Certains livres doivent se lire vite, pour que la douleur ne dure pas trop longtemps. Comme pour l’arrachage d’une dent ! Pour commencer, le livre est une tromperie sur la marchandise : point de microservices selon Fowler ou Newman, ici il s’agit d’une architecture crée par l’auteur. Comme elle est différente des autres, il l’appelle « 2.0 », les autres c’est 1.0 ! En fait ce n’est d’ailleurs pas simplement une architecture, mais selon l’auteur la solution ultime et définitive au développement logiciel, sur les plans techniques et organisationnels.

Car sur le plan technique, l’auteur fait la peau à tout ce qui est différent de sa solution au chapitre 1. Selon lui, la conception objet produit de grosses hiérarchies de classes trop couplées et incompréhensibles… libérons-nous de cette escroquerie. L’approche guidée par les tests est un écran de fumée tandis que les approches agiles obligent les équipiers à ce parler pour compenser le couplage de leur conception.
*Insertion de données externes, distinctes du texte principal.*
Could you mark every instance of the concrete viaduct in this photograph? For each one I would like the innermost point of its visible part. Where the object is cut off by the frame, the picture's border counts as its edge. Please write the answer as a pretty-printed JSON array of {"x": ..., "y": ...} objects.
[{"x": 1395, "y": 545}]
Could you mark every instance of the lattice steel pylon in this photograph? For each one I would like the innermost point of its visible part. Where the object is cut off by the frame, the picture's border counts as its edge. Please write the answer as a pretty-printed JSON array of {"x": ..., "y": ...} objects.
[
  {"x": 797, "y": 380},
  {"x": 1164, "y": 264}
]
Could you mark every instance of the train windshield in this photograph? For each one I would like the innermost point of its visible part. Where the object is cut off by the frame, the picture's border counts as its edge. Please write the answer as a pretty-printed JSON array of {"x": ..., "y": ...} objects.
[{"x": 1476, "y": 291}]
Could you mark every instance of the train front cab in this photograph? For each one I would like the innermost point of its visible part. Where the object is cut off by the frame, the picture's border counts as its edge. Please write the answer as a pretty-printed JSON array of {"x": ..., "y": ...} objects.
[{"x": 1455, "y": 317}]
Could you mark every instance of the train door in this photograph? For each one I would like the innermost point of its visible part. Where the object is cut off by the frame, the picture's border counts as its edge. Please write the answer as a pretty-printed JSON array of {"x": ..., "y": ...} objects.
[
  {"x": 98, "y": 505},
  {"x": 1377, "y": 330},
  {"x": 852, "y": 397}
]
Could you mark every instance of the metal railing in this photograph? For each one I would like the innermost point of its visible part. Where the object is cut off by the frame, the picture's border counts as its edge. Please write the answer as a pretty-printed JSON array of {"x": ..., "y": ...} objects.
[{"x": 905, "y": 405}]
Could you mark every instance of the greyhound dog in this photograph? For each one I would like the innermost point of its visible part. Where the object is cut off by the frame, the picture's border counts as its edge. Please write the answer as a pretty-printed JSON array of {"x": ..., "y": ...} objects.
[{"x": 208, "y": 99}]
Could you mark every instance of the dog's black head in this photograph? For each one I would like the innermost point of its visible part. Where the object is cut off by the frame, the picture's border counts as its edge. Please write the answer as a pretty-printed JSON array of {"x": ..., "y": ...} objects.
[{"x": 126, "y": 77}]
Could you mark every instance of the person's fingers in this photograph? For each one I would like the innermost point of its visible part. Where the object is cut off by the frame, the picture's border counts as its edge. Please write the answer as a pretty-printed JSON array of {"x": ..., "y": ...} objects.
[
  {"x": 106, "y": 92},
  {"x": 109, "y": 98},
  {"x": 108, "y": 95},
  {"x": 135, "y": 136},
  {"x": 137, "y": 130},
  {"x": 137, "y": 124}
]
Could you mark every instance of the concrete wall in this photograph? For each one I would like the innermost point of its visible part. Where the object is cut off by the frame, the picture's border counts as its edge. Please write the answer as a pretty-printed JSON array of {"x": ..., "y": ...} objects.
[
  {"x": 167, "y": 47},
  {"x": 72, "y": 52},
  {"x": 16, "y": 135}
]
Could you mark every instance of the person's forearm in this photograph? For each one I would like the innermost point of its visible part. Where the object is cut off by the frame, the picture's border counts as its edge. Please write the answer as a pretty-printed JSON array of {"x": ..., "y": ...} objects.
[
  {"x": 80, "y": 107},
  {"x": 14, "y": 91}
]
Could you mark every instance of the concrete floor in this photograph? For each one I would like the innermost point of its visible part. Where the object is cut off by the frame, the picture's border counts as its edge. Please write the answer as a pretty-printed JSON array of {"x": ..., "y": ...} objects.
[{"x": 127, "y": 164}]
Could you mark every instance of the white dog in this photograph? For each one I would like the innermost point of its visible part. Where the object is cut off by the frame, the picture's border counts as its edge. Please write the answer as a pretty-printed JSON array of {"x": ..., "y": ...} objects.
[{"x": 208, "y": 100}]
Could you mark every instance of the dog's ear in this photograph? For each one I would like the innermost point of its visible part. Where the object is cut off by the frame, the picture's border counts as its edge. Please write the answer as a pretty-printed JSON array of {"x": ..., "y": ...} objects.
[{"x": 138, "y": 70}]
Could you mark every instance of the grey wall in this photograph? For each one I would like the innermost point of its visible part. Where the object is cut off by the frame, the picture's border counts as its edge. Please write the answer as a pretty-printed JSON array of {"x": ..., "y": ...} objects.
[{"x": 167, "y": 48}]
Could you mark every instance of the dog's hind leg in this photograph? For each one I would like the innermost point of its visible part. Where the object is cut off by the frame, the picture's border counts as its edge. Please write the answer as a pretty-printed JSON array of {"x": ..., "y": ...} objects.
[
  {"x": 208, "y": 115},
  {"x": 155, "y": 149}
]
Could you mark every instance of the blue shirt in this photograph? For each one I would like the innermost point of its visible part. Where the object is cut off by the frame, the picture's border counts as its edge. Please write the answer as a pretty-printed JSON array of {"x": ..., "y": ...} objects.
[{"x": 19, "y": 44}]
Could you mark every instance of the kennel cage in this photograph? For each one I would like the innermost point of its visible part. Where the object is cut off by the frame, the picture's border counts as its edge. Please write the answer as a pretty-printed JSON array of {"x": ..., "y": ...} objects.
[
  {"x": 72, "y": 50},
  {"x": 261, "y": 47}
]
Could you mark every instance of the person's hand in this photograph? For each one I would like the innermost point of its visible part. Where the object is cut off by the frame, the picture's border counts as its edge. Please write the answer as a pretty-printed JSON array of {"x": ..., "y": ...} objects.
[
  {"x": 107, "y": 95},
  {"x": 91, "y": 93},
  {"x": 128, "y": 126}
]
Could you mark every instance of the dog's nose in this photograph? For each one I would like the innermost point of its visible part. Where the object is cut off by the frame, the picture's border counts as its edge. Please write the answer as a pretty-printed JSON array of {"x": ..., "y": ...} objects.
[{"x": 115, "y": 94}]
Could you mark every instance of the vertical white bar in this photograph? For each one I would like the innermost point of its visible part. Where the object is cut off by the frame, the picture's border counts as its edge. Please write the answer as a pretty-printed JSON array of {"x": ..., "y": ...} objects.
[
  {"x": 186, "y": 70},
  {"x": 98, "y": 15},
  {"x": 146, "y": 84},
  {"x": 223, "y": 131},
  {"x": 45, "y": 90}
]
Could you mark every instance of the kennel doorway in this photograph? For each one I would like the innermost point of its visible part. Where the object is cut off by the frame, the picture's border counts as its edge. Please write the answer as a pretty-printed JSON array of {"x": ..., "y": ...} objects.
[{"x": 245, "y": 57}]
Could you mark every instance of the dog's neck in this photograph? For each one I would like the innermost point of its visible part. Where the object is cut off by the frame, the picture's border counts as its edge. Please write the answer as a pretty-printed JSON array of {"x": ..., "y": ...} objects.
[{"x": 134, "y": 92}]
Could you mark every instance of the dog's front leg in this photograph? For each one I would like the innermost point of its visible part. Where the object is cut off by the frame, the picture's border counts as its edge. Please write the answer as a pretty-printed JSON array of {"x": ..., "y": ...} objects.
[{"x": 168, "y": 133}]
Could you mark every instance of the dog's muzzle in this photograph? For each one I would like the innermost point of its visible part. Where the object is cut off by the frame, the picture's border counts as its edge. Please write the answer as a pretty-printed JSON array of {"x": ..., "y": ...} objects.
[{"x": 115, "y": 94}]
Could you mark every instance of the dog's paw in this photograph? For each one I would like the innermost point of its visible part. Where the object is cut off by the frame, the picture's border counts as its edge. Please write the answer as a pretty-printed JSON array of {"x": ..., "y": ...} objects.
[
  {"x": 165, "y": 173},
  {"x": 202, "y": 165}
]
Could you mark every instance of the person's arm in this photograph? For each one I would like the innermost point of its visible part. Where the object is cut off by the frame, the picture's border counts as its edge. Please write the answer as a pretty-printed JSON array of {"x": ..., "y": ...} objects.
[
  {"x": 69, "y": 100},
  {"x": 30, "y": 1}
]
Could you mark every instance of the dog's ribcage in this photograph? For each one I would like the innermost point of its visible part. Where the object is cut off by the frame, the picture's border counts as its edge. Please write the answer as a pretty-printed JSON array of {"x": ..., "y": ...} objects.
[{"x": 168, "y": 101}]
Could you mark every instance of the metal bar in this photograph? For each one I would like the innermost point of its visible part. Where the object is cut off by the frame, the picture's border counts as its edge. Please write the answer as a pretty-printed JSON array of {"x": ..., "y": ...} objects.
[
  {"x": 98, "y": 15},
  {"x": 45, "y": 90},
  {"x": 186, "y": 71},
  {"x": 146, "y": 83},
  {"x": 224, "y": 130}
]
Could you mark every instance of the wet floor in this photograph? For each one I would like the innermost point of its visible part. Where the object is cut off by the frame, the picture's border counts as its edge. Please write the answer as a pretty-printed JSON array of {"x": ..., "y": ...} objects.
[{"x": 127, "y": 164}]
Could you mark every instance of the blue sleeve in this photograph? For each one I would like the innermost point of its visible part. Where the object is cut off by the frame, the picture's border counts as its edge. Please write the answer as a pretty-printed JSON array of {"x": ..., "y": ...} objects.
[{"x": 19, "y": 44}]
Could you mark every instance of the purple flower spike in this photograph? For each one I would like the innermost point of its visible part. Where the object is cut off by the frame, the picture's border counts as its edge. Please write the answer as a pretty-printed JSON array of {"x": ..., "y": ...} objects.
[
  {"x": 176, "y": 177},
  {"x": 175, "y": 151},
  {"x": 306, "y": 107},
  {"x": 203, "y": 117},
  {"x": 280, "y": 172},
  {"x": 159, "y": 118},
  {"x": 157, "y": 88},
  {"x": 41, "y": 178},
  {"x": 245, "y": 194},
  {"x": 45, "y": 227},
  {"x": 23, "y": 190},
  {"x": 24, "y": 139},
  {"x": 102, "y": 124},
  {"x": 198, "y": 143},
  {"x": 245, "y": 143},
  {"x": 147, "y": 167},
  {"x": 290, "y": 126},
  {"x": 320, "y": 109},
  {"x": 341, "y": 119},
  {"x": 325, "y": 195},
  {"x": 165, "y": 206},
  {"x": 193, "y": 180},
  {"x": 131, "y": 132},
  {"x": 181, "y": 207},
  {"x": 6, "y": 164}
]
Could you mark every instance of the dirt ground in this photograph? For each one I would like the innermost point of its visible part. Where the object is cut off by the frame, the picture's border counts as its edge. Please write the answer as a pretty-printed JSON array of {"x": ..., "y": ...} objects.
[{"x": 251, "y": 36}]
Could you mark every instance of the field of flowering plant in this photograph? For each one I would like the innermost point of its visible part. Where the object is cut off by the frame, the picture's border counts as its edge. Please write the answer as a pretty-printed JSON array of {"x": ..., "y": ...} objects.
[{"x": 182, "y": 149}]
Enfin le « don’t repeat yourself » est contre-productif, pour ne pas le qualifier de sabotage. J’en passe encore quelques-uns mais on aura compris l’idée : tout ce que l’auteur n’a pas su faire marcher ne marche pas pour la totalité des mortels. Bien sûr son architecture, à l’image des potions-miracle du far-west, adresse la totalité de ces problèmes sans aucuns inconvénients.

Tout ce bashing couvre une bonne partie du chapitre 1 de ce livre de près de 300 pages qui en compte 9. Mais pas seulement, on en trouve aussi dans les autres chapitres. En fait les différents chapitres tendent à se ressembler pas mal (à l’exception de l’étude de cas du chapitre 9), il n’est donc pas très utile de les passer tous en revue.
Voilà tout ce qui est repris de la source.